/ 10 July 1998

The name’s bond … small bond

Only a masochist would beg their bank to be allowed to shovel ever- increasing chunks of their salary in to the gaping maw of bond repayments, and to do it twice a month. Or someone who knew that, bizarrely, it could prove quite profitable.

According to Standard Bank, by splitting your bond repayment in two, and paying the first installment halfway through each month, you could knock almost R43 000 off a 20-year R150 000 bond at the present interest rate of 22%. The total interest on such a bond, if paid normally, would be R518 542.

Interest on housing bonds is calculated daily, but capitalised (added to your debt) only once a month, usually on the last day.

That means if you cough up half your usual payment halfway through the month, that money is knocked off the capital debt and you no longer pay interest on it.

At the month-end, you pay the second half of the bond and have fulfilled your obligation to the bank, meanwhile saving yourself money without actually having to strain your budget any further.

The earlier you make the first payment, the more interest you save; so, if possible, it would make sense to make the first payment on the first day of each month.

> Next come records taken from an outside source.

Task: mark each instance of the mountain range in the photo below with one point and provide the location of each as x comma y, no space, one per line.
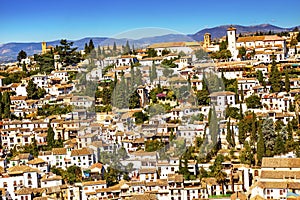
9,51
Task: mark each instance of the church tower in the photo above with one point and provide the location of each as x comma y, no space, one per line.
231,37
207,40
44,47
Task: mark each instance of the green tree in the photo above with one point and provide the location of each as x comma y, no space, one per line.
24,68
253,101
6,103
274,77
287,81
214,126
268,131
31,90
134,100
279,147
151,52
223,45
21,55
260,146
140,117
260,76
203,97
200,54
50,137
138,77
246,156
229,135
153,72
91,45
115,47
242,52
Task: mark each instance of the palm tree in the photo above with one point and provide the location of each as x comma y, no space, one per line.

Nor does it have to be half – you could pay almost everything early and then pay off the balance at the month- end when you get your next salary cheque.

In fact, taken to extremes, it could be financially worthwhile to pay your bond every day – or rather it could be if the transaction fees demanded by the banks wouldn’t efficiently strip you of any pecuniary advantage.

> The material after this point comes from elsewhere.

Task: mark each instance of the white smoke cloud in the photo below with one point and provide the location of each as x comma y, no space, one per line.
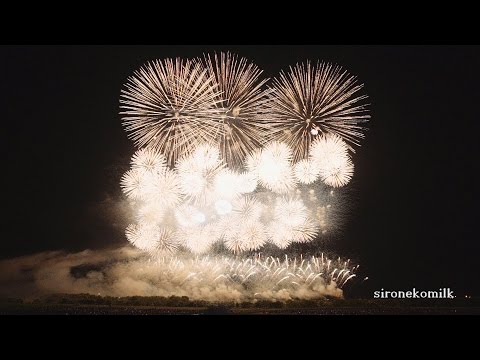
126,271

Unfortunately, there is some pain to be suffered for the gains you can make using this strategy.

Since you effectively have to get ahead of your payments, the first month you adopt the split payment strategy you will have to disburse money earlier in the month.

This could be difficult if you’re used to waiting for your pay cheque at the end of the month to make the bond repayment.

But saving a little bit each month so you can start paying early or month by month gradually bringing your payments forward will reap you big gains in the long run.

Don’t forget that if you are saving yourself interest, your bank is by definition losing the interest income you would have paid it -which brings us to the other possible drawback to this split-payment strategy: your bank has to agree to it.

Nedcor and Standard Bank both say they encourage customers to pay off their debts as swiftly as possible.

If splitting the payments is going to help you, they are quite amenable – provided you negotiate the change with them first.

Said Standard Bank representative Eric Larsen: ”We certainly don’t have any problems if a customer wants to split his/her monthly payments into two. The benefits are obvious.

”He or she will have to make these arrangements with the home-loans division as payments are usually via debit order and would have to be amended.”

A representative for First National Bank (FNB) said customers were not allowed to make split payments for logistical reasons.

It would also cost the bank much more in administration costs without it gaining any more money.

But, as with most things in life, this could be a guideline rather than an absolute rule.

One colleague managed to get FNB to agree to a split bond payment, although the bank remained sticky on arranging the relevant stop orders and direct debits.

Initial resistance to the idea melted before the force of a tough negotiator prepared to take her business elsewhere. It helped that she had detailed alternative options from competing banks.

So, rather than wailing and gnashing your teeth over the rising interest rates, be smart and investigate any methods of escaping your bond debt as fast as possible.